One of the things that those of us who’ve been around for a while love to do most is remember and talk about the “good old days.” There’s even a bi-monthly magazine that bears that name and carries personal reminiscences from all over. Of course, when we do that sort of remembering and talking, we tend to filter out unpleasant memories and dress up the rest. Plus, the good things we did become better. And the things we did that were not so nice, and which often happened when we had too much free time on our hands, become less mischievous and we chuckle about them.
I got to thinking about this when I was getting ready to release my second novel, Found in Pieces, and the latest issue of that magazine happened to arrive in my mailbox at about that same time.
One of the individuals who gave me some background information for the book had a role in one escapade that often comes to mind when I think about my teen-age years in the small southern town I called home in the 1950s and early 1960s. Here I’ll call the fellow “James” rather use his real name.
What happened stemmed from the fact that several boys of various ages that my brother and I knew liked cars. There’s nothing unusual about that, but my brother, who is five years my junior, was into them way more than most. He had a beautifully restored 1929 Model A Ford, comparable in quality to his later-acquired 1927 Model T pictured above. It put my hand-painted but operable 1929 Model A, pictured here, in the shade. That I even had my car was due to him. He and an adult friend often cruised the countryside looking for, and often buying and dragging home, vintage cars and trucks—mostly Fords and Chevys—that had been rusting for years, usually in no-longer-used barns or near-falling-down sheds. Some vehicles the two of them kept, and some they got running and sold.
One summer Saturday afternoon, a few hours before James was due home from a trip somewhere, several of us towed one of my brother’s “dragged-in” rust buckets out of town and parked it on someone’s abandoned homeplace, far back from the unpaved road but still visible. Then on Sunday after church we invited the young man to “ride around” with us. When we went past the old homesite, one of the group spotted the planted vehicle, and naturally we turned back to investigate. That led to our cranking the rust bucket to try to start it, and when that failed, someone suggested we pull it to see if we could start it that way.
By this time, our just-returned-home friend was starting to get uneasy, and when we pulled the old car out into the road, he was pleading with us to stop. “This is stealing. We’ll get arrested. My daddy will kill me.” A few miles farther down the road the pleading began turning to panic. I don’t recall how long it took to convince him that my brother actually owned that old car, but I do know that the young man grew up to have a highly distinguished career in law enforcement. All us who were in on our prank take some credit and lots of pride in his accomplishment.
Another thing we tried never worked, however. Remember the old “wallet (or purse) on a string” trick? I wrote a scene about it for my first novel, South of Little Rock. The scene didn’t work for the novel either, so I omitted it. But here it is anyway, with two twelve-year-olds giving it a try from an alley between two stores in my fictional small town of Unionville in 1957:
“Billy! Billy!” Randy Lawson called in the loudest whisper he could manage. He was squeezed as far as possible into the left front wheel well of a dusty green Hudson parked in front of the alley between his father’s dry goods emporium and the Otasco store. Darkness was settling on Unionville, and Billy lay scrunched as low as he could get in the weeds between his father’s building and the lightly graveled alley ruts. Tired, now, of the game they were playing, he was daydreaming and did not hear his friend.
An old brown wallet lay on the sidewalk about two feet from the alley entrance and a length of colorless catgut fishing line connected it to Billy’s right fist. In thirty minutes of waiting to snatch the prize from unsuspecting passersby who might stop to pick it up, they had only hooked Betty Sue Perry, from the grocery store down the street, and she had called them delinquents and threatened to tell their daddies if they did not stop.

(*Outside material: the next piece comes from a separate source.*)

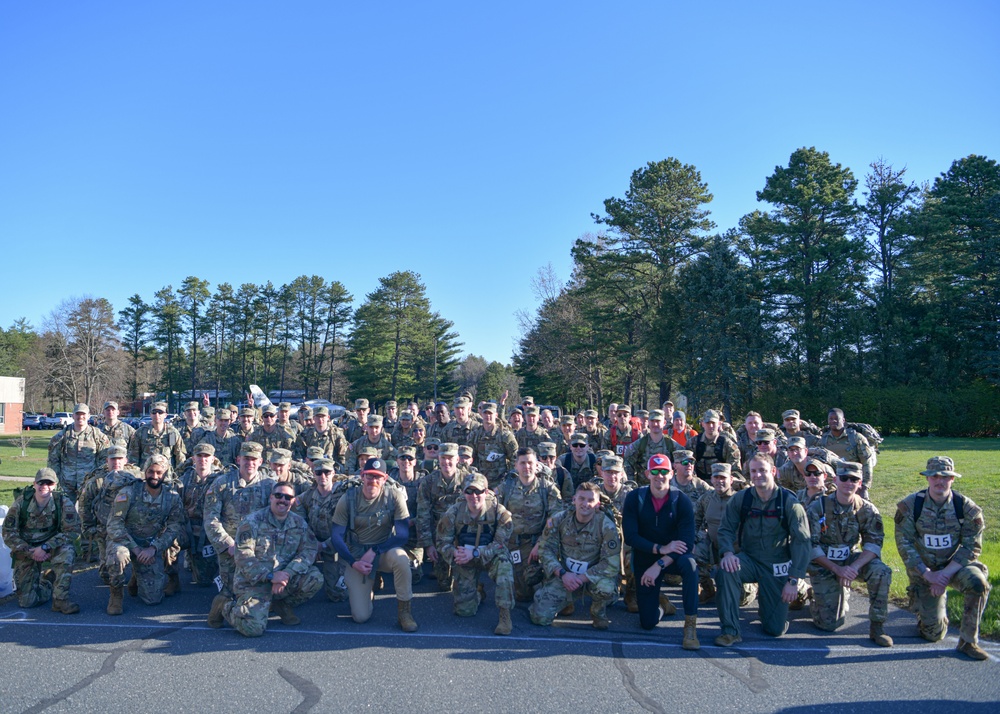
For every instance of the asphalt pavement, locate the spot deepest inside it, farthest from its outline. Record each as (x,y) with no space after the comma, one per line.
(165,658)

The boys merely picked up their bait and watched her sashay on down the sidewalk, her bottom wiggling against her tight skirt as Lester Grimes often said, “like two pigs in a tow sack.” Then the pranksters re-set their trap.
Suddenly the wallet, kicked by Randy, smashed into Billy’s head. A whooshing sound followed, and his friend dove into the weeds on top of him.
“Hey!” Billy grunted. “What’d you do that for?”
“Shhh! Mr. Claude’s coming. He already said he’d better not catch us doing this again.”
The gnat-sized marshal stopped at the alley entrance and peered in. His badge reflected light from the streetlamps, and the back of his sport coat was hiked up on the handle of his blackjack, so everyone could see it and he could get it out of his back pants pocket in a hurry.
“Randy Lawson, y’all think I didn’t see you? Running on the sidewalk like that’s a good way to hurt somebody. You boys ain’t up to something you ought not be, are you?”
“No, sir,” they said, scrambling to their feet, each dancing around trying to stand on the wallet so Mr. Claude wouldn’t spot it.
“Uh huh. Well, y’all get on inside and behave yourselves. I don’t want to have to run y’all down to the calaboose.”
Unlike Billy and Randy, we never got caught, but to the best of my recollection, we never caught any suckers either.